Let’s be frank here. Omar Khan has never run a draft before. Even if he’s seen it happen dozens of times firsthand, it’s never something he’s been responsible for in making the key decisions about what names are going to be on the cards.
That’s not a knock on him. That’s saying we don’t know exactly what he’s going to do. Many seem to believe he is more willing to be aggressive than his predecessor, that being Kevin Colbert. ESPN’s Jeremy Fowler seems to be among them. Indeed, he can see a bold move happening in the first round.
Not necessarily trading up from 17, but rather trading back into the first round from 32, the first pick in the second round. Asked what the Steelers’ plans are for that selection, he told Andrew Fillipponi and Chris Mueller on 93.7 The Fan, “I think they’re considering moving up with that pick. They realize they’re in a rare position with that”.
The Steelers haven’t held the first pick on any day of any draft in a long time. The first pick in the second round is often regarded as a coveted possession, but that’s usually perceived more as teams trading up to get it rather than teams moving up from it back into the first. But there is logic, here, actually.
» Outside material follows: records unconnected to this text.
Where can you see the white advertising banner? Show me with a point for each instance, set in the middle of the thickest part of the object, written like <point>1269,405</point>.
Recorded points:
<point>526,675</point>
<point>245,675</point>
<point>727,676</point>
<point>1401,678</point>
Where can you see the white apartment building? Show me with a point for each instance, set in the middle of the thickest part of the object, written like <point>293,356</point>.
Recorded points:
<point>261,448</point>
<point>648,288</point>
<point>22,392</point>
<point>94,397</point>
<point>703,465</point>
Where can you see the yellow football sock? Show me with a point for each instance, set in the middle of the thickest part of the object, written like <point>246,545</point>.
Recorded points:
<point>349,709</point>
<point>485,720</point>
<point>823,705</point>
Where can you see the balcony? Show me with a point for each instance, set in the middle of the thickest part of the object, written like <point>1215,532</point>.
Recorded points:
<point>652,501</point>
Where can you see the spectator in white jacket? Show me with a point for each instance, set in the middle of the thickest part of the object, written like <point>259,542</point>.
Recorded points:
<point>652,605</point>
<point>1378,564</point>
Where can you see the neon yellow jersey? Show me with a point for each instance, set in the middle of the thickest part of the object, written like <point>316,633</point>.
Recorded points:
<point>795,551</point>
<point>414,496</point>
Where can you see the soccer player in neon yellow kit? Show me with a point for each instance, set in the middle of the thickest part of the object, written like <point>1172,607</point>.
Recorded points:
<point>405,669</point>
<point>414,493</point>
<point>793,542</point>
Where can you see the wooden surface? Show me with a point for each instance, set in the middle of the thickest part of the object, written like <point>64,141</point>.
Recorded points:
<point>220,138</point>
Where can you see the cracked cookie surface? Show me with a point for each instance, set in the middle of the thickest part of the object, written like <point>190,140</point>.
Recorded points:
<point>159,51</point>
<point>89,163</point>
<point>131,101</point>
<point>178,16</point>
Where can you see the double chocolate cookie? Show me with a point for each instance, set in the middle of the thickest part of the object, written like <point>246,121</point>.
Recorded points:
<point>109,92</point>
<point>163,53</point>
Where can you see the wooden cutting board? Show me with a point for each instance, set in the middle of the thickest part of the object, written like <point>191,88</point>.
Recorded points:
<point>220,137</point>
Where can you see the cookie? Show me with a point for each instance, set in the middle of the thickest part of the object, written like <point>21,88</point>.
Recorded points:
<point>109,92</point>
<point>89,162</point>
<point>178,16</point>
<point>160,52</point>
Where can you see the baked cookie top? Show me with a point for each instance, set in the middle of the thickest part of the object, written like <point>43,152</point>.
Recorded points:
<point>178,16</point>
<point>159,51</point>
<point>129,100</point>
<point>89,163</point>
While Fowler acknowledged they could “go either way” with the pick in the sense of either trading up or down, he noted, “typically the Steelers like a blue-chip guy”, and “If they identify a player like that, I don’t think they would be afraid to use that 32nd pick to move up”.
The thing is, we’ve heard from many around the league that there aren’t many players with first-round grades on them within any given team. It seems as though there may only be 15-20 players that a team might actually give a first-round grade to.
I don’t know exactly how the Steelers grade now with Khan and Andy Weidl in the general manager and assistant roles, but they will obviously have a sense of who they would be willing to draft in the first round and who they would be more comfortable with in the second.
If the Steelers have a guy they see as one of their “special” players slipping into the mid-20s after taking another of those special players at 17, I can definitely see them trading up to get him. Colbert was always willing to be more aggressive when he had more ammunition, too.
The Devin Bush trade was obviously a prime example, having an extra third-round pick thanks to the Antonio Brown trade. They also once traded a future third-round pick for a fourth-round pick because they had a good idea that they would be getting a third-round compensatory pick the following year to make up for it.
This year they have picks 32 and 49, the former thanks to the Chase Claypool trade. When is the last time they have even been in a position to make a move that would allow them to draft two players in the first round? The more I think about it, the more plausible it sounds based on the Steelers’ track record—even not knowing what we don’t know.